Festas de Verão e a publicidade agressiva da Industria do Alcool sem prevenção


No seguimento do trabalho sobre as Festas de Verão e a publicidade agressiva da Industria do álcool da qual os jovens são  alvo, na nossa sociedade, já de si extremamente afectada pelo alcoolismo, desde há dezenas de anos (cultura que bebe), onde tem permanecido activo e intocável ao longo das gerações. Na pratica, o álcool (substancia psicoactiva, depressora do sistema nervoso central – droga licita) e o alcoolismo (doença referida no DSM - Manual de Diagnostico e Estatísticas das Perturbações Mentais e no CID - Classificação Internacional de Doenças) são fenómenos ignorados e negligenciados ainda em Portugal, a nível da saúde, da prevenção, da vontade dos políticos, da legislação e das consequências sociais (ex. violência domestica, acidentes sob o efeito do álcool, o consumo e abuso de bebidas alcoólicos por menores de idade, a prevenção, o tratamento).

Desta vez, convidei uma empresa municipal (Camara Municipal de Lisboa) a EGEAC a participar num pequeno questionário sobre as Festas dos Santos Populares e a Industria do Álcool, que mais uma vez agradeço a sua disponibilidade.

Gostaria de destacar a inexistência de entidades competentes e/ou medidas que visem a Prevenção das Dependências durante as Festas de Verão, porque o lucro está acima dos direitos dos jovens. 
As respostas vieram confirmar os piores receios: O Mundo dos Adultos não é seguro para alguns jovens vulneráveis.   



Exmos srs EGEAC

É um fenómeno recorrente, nesta altura do ano (Verão) a publicidade, o marketing agressivo e a venda em relação às bebidas alcoólicas, em especial das cervejas, assume uma proporção muito significativa e capaz de influenciar e encorajar o consumo das referidas bebidas, principalmente entre os mais jovens, isto é, novos consumidores (fidelização à marca), técnicas de marketing que visam o publico jovem e o binge drinking (abuso de bebidas alcoólicas cujo intuito é a intoxicação - embriaguez). Por exemplo, nas Queimas das Fitas, nos festivais de música e nos Santos Populares. Estes eventos sazonais movimentam milhares de pessoas, incluindo os jovens, e são extremamente lucrativos para as marcas de cerveja.

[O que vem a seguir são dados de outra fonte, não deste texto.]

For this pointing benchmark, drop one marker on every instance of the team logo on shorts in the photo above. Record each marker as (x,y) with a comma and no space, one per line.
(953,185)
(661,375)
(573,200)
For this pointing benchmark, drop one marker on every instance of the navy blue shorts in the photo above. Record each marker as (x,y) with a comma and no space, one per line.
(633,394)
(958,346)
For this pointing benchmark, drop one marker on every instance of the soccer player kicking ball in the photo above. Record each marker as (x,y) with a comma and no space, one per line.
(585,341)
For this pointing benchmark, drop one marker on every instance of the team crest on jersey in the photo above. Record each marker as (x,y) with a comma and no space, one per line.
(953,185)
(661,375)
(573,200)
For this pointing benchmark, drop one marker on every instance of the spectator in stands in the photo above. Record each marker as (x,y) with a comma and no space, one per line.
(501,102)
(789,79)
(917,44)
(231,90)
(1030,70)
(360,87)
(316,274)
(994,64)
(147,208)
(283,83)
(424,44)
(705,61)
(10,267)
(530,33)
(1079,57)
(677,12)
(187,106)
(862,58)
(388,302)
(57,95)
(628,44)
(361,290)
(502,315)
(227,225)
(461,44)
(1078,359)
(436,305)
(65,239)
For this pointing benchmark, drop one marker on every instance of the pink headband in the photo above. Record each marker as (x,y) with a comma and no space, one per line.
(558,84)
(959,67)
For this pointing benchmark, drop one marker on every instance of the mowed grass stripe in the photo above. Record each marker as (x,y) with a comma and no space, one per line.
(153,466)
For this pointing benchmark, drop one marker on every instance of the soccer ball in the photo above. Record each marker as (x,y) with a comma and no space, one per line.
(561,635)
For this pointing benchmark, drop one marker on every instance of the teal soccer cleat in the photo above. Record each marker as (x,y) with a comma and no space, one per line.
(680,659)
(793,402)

Sou um profissional que trabalha na Prevenção e Tratamento das Dependências de Substancias Psicoactivas e venho por este meio solicitar o vosso apoio para o meu trabalho sobre a publicidade, a venda de bebidas alcoólicas (cervejas) e o super visionamento pelas entidades responsáveis por tais práticas. Qual o histórico e o V.  papel activo na prevenção deste tipo de mercado extremamente agressivo e lucrativo por parte da industria do álcool? Nesse sentido, gostaria de vos enviar um questionário e saber a quem pode ser dirigido.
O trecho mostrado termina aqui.